A native of Robbinsville, N.C., Stewart was a leader in the fight to expel the Aryan Nations from North Idaho, and he remains the area’s most prominent human rights advocate. He came to NIC after earning a graduate degree from the University of Tennessee, then doing a year of doctoral work at Washington State University.
“I thought I’d be here about three years,” Stewart recalls. But the job suited him, and he found causes that needed help.
Now 65, Stewart is eligible for retirement. But he hasn’t decided when he’ll do that. And when he does leave the community college, he said he won’t stop working. There’s still more to be done – the human rights movement is never over, he said.

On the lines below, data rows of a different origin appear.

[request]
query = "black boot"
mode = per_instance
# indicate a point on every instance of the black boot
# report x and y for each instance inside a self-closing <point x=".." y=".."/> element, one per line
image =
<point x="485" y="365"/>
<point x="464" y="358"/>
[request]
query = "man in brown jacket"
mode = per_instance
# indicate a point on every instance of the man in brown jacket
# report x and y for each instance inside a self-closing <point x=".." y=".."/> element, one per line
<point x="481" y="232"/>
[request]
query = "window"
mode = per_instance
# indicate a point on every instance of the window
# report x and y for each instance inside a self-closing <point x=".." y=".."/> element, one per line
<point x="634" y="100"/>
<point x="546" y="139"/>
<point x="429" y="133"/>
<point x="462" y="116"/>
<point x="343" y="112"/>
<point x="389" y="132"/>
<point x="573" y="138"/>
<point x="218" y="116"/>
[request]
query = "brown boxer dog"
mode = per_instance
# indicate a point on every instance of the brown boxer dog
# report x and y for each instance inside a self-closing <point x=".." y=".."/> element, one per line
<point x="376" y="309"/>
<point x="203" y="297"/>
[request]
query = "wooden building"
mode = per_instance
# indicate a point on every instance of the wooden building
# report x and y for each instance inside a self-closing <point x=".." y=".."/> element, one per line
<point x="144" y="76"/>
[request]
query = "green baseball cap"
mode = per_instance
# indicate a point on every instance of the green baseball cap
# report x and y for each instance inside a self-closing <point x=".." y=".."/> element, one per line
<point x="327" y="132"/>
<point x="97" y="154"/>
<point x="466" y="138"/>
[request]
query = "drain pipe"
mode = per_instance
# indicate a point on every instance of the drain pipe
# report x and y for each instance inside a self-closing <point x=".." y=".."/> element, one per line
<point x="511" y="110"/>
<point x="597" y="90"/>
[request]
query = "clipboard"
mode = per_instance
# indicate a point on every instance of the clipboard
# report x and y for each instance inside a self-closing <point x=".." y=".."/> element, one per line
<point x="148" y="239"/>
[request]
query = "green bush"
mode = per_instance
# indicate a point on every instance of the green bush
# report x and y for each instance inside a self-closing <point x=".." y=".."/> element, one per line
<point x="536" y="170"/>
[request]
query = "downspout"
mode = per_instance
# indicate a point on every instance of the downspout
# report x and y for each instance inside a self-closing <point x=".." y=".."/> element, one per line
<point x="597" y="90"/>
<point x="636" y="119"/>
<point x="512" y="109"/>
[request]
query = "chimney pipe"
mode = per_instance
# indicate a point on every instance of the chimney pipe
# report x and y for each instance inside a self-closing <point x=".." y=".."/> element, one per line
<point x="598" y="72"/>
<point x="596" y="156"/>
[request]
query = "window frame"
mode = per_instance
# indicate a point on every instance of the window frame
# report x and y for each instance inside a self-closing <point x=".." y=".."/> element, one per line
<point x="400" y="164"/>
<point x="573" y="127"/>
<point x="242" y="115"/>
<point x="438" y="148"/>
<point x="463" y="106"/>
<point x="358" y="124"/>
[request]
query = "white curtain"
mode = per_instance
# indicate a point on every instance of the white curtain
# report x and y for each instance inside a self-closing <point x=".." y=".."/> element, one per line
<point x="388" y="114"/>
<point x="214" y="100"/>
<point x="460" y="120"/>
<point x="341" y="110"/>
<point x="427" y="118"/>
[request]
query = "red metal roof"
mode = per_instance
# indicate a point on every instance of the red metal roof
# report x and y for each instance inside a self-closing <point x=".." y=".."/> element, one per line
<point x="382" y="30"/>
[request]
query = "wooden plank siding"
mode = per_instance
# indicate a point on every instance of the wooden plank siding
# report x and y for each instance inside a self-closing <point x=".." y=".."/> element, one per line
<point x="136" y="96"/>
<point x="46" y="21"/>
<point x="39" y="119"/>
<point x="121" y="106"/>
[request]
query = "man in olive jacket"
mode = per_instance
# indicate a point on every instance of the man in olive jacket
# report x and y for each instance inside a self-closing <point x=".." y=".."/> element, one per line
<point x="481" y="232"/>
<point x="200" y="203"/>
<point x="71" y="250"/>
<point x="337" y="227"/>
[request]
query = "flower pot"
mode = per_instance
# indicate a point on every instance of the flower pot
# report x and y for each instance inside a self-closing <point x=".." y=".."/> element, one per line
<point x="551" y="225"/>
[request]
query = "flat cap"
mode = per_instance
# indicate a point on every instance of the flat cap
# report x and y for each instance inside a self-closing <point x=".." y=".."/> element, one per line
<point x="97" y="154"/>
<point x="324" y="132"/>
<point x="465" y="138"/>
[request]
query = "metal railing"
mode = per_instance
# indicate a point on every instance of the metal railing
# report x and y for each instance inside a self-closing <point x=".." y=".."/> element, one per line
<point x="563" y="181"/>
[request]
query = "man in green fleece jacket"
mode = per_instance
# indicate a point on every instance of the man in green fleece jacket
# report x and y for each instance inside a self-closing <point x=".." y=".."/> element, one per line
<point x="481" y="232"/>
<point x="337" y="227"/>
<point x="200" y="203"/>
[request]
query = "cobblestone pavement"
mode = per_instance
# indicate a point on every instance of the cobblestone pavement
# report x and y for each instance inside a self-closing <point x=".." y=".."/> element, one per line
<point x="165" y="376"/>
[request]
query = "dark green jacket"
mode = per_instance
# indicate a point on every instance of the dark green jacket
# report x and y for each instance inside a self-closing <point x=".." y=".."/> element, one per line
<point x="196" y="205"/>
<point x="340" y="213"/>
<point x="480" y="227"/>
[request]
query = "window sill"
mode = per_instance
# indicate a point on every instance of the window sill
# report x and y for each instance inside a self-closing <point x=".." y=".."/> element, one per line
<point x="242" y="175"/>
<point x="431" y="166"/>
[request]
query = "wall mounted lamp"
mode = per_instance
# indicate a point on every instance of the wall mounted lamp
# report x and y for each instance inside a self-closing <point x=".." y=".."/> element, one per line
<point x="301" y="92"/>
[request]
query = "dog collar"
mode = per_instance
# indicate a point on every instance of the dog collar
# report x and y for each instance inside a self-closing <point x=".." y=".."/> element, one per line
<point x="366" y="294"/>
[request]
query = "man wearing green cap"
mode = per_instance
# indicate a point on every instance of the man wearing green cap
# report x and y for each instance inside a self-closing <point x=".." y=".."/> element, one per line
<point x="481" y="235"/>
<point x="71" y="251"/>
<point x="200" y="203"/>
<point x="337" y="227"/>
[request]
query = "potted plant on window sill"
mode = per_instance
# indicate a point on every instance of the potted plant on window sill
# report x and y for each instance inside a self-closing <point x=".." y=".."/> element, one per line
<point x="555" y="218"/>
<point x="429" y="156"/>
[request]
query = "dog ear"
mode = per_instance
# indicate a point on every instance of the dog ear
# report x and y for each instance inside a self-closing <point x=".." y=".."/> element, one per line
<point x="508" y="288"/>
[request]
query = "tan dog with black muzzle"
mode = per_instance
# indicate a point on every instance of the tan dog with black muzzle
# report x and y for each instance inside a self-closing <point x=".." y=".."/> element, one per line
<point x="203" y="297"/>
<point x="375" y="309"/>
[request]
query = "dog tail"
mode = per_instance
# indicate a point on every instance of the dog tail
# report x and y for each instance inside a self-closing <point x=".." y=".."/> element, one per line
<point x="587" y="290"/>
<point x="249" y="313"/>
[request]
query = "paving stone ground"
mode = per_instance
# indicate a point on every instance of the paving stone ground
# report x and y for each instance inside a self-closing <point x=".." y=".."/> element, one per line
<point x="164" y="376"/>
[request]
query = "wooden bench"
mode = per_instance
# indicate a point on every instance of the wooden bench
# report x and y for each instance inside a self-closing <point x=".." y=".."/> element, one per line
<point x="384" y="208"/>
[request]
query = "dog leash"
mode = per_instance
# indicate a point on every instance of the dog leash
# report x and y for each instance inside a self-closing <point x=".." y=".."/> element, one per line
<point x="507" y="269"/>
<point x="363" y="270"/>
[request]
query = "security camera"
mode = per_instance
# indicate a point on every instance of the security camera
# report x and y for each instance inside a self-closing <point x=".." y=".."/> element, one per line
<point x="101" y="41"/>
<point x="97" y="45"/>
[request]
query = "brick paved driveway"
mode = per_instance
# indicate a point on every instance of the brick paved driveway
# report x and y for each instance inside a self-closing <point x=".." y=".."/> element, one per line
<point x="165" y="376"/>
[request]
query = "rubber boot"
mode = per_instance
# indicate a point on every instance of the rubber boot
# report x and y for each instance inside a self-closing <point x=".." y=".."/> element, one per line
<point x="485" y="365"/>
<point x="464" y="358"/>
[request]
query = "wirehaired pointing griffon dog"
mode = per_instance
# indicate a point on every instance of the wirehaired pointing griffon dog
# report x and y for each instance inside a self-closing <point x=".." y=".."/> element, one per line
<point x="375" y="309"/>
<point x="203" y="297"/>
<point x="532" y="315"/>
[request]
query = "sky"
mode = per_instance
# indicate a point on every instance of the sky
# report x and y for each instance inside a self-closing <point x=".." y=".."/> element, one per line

“I have a very broad view of human rights,” Stewart said. “I’ve just never understood discrimination in any form.”
Stewart’s reluctant to talk about his life, calling himself “really, really shy.”
“But I love talking about my work,” he said. And his work dominates his life. Among Stewart’s long list of accomplishments are his roles as a founding member of the Kootenai County Task Force on Human Relations, the Human Rights Education Institute and the Northwest Coalition Against Malicious Harassment.
He said he’d be nothing without the support of countless others. “I have not done anything by myself,” Stewart said. “It’s always a group.”
But his colleagues are quick to cite Stewart’s leadership.
“It has been a team effort, but Tony’s been the dominant leader of that team,” said Doug Creswell, a member of the human relations task force and a retired school superintendent.
Stewart sees a four-step process for combating racism and discrimination. The first steps are ending slavery and segregation. The third is embracing tolerance. “Number four is when I celebrate who you are,” he said.
Once tolerance is embraced, some tend to think “look how great I am because I tolerate you,” and that’s an attitude that must end if true tolerance and equality are ever to be reached, Stewart said.
His first experience with racism came when he was about 10 or 11, visiting Charlotte, N.C., with family. He overhead two white boys insulting a black boy.
“They were saying just terribly harsh things … and I never forgot that,” Stewart said. “I just thought that was so, so awful.”
He can’t pinpoint what made him so passionate about human rights. He lived in the South during the height of the civil rights movement and followed the work of Martin Luther King Jr. closely.
But he said, “No matter where I would have been, I think I would have this same attitude and drive towards fairness.”
It is because that attitude and drive have inspired and educated thousands of others that Stewart will be honored Friday, Idaho Humanities Council Chairman Ron Pisaneschi said.
“The goal of the humanities council is to connect people with ideas. Who’s done that more than Tony Stewart?” Johnson said.
“While he’s this great Southern gentleman, he’s also just fearless.”